Il y a quelques années, j’ai donné la vie à un petit garçon, après 9 mois de grossesse. Je n’avais que 20 ans, jeune et insouciante, je portais l’enfant d’une histoire pathétique avec un « Don Juan », qui m’a bien fait comprendre : « Tu avortes ou c’est la porte », tout en m’embrassant le ventre et en disant au « têtard », comme il disait : « coucou toi, ça va ? ».
Soutenue par ma famille, je suis allée à Magnificat pour vivre sereinement ma grossesse et préparer mon choix : porter cet enfant qui grandissait en moi dont j’ai vu le cœur battre lors de l’échographie à 8 semaines ce qui m’a fait réaliser que je portais la vie.
Tous les matins à Magnificat, je faisais une petite marche et allais réciter mon chapelet. Ça me faisait sourire naïvement puisque quelques mois plus tôt, je vivais une toute autre vie enchaînant les soirées, séduisante et consciente de plaire, pas seulement à ce Léo (appelons-le ainsi). Entre alcool, cocaïne et des cercles pervertis et malsains, j’étais loin de la jeune fille bien éduquée, catholique et issue du scoutisme que j’avais été.
Le petit garçon que j’ai porté, je l’ai aimé, aimé si fort que je lui ai écrit de longues lettres, j’ai assumé cette grossesse et je l’ai fait vivre, offert comme un cadeau à couple. Pendant ces quelques mois, j’ai beaucoup parlé avec un membre de l’œuvre d’adoption, mon choix était mûrement réfléchi.
Le jour de l’accouchement, j’ai senti ce petit partir petit à petit. L’accouchement fut douloureux, mais je me suis sentie propre, propre en ma décision.
Je suis allée voir le bébé avec un membre de la Maison, à la pouponnière. Cet enfant était très beau et m’écoutait quand je lui ai parlé tout doucement.
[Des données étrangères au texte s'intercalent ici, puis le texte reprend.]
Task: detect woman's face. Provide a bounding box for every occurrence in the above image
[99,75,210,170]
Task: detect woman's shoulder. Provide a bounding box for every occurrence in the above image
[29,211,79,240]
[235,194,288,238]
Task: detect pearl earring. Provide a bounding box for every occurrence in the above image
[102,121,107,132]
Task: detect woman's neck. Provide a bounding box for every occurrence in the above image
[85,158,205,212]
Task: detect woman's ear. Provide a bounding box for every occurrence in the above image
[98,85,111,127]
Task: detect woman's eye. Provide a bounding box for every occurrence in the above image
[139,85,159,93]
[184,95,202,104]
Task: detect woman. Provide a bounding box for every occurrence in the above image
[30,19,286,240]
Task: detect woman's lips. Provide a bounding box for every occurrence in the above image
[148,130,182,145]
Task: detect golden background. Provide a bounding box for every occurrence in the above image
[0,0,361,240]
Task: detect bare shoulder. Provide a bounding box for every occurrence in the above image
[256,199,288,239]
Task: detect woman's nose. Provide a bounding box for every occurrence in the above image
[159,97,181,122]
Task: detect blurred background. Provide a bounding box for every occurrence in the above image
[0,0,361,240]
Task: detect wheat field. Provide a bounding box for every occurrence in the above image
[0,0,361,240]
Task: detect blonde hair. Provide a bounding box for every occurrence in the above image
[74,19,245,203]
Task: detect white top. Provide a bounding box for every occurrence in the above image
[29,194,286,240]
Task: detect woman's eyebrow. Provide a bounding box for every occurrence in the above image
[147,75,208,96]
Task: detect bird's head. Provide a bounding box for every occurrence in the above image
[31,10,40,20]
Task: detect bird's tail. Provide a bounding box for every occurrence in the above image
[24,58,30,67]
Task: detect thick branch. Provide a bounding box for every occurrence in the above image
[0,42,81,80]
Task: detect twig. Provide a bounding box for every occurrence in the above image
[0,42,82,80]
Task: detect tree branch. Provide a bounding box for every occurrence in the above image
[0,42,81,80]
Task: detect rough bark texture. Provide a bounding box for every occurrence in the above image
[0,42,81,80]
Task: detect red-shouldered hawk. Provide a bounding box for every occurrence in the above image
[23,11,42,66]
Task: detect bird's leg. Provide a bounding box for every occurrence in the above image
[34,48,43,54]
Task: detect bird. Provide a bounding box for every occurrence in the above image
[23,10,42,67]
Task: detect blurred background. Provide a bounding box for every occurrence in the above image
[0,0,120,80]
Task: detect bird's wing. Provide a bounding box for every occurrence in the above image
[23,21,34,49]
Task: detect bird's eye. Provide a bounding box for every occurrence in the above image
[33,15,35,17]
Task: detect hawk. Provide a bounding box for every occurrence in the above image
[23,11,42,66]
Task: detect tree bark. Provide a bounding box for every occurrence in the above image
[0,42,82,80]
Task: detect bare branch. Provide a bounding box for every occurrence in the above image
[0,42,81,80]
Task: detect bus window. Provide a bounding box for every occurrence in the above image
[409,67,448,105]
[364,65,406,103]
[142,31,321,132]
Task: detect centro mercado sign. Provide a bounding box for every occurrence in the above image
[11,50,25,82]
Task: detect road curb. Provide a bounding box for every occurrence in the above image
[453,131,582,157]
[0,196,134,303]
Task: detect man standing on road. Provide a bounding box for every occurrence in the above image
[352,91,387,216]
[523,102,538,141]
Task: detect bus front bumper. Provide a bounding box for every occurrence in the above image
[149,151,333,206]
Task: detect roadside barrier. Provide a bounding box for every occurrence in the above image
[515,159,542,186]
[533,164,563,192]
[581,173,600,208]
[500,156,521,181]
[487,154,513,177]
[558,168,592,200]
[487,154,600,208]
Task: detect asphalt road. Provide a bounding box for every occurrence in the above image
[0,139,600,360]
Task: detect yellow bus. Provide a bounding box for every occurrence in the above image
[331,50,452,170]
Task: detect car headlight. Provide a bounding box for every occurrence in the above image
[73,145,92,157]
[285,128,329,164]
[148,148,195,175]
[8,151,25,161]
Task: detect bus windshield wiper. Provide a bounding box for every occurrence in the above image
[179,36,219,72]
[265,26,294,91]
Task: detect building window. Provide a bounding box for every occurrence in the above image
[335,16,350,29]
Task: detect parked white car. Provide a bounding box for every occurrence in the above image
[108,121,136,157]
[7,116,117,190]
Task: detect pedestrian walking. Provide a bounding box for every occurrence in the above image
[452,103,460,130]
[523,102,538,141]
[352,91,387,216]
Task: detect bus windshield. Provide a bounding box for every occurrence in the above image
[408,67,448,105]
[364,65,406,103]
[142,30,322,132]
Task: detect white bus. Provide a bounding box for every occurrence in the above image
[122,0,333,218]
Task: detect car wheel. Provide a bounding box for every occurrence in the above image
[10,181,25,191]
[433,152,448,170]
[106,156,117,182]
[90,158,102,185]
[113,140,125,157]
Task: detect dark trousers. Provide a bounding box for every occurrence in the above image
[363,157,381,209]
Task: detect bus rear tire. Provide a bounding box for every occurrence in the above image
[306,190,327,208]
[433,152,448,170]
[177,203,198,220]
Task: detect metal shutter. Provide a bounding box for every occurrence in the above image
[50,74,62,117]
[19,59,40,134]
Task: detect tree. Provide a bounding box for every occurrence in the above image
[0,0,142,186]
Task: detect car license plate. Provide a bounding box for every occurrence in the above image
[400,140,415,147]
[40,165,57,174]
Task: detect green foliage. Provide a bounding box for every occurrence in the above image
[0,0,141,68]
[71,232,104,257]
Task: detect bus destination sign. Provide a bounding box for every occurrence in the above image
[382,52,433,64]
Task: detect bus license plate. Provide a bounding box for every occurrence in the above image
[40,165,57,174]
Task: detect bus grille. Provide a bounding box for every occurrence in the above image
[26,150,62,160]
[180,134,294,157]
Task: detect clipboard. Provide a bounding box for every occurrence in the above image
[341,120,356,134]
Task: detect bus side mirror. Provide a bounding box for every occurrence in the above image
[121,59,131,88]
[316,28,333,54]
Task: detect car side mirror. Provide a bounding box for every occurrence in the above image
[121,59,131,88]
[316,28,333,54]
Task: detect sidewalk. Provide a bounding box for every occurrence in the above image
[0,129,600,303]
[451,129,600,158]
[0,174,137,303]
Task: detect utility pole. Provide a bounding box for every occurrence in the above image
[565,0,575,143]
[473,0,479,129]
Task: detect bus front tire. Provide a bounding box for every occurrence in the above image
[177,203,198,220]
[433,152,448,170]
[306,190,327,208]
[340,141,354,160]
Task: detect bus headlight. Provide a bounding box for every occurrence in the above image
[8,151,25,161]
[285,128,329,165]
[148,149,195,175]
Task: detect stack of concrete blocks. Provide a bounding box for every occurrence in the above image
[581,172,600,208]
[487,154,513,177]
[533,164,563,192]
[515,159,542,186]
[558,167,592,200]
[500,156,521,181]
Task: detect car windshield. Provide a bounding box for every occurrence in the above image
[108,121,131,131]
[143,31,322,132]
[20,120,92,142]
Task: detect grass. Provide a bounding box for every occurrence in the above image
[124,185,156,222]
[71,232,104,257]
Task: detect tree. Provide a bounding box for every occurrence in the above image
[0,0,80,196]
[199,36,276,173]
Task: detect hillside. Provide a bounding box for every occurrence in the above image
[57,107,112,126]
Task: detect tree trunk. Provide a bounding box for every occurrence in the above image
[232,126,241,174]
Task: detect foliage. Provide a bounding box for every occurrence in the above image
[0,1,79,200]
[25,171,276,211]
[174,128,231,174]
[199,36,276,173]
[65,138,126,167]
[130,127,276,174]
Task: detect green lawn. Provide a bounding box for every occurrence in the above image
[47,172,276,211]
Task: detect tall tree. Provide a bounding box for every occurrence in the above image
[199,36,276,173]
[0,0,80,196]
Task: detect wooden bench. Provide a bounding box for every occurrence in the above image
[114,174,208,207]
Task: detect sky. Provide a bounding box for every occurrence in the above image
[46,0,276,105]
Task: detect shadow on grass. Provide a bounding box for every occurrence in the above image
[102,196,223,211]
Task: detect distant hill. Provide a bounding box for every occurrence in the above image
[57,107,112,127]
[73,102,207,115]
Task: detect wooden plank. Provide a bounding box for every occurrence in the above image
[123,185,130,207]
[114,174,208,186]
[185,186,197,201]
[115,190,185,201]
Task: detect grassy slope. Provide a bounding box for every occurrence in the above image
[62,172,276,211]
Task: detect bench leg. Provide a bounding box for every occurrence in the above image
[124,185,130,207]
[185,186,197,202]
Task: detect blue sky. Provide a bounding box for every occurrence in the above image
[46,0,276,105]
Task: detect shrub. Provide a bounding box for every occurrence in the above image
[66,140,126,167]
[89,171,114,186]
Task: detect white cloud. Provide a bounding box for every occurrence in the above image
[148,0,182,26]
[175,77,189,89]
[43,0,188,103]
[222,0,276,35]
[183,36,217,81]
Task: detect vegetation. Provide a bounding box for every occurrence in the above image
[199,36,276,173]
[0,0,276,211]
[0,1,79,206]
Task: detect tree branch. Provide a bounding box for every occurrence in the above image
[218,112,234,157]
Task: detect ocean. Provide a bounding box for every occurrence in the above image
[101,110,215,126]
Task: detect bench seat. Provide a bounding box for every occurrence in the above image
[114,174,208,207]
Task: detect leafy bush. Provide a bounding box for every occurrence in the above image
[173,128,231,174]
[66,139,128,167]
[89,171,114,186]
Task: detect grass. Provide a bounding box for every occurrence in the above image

J’ai traversé des moments de doutes, de manque de lui mais tout en étant détachée. Je pense à ce petit tous les ans pour son anniversaire et je suis sûre qu’il est plein de vie et heureux.
Il m’est arrivé de lui écrire des lettres pour son dossier et lui dire combien je l’ai aimé et porté dans l’amour et le calme.
Aujourd’hui, je suis en couple et j’ai un enfant. J’aime mon enfant comme si c’était le seul, l’unique. Le petit garçon que j’ai eu avant, j’en ai fait le deuil, ce n’est plus le mien, mais celui d’une autre femme qui l’a attendu et tant espéré avec son conjoint. Accoucher dans le secret n’est pas facile, c’est un engagement choisi avec patience, réflexion, pleurs aussi mais un choix assumé. Il y a un petit qui vit quelque part, de mon sang, ma chair, mais qui est heureux par l’amour de ses parents. Je me sens toujours aussi confiante dans ce choix que j’ai fait.
Aujourd’hui je vis, heureuse avec un homme que j’aime et notre enfant. Le passé est dans mon cœur pour toujours ; je ne l’oublierais jamais, car cet enfant m’a détachée de mon passé dont je n’arrivais pas à me défaire. Sans cet enfant je serais certainement devenue une fille perdue…
Je me sens pure et belle dans la beauté de mon geste.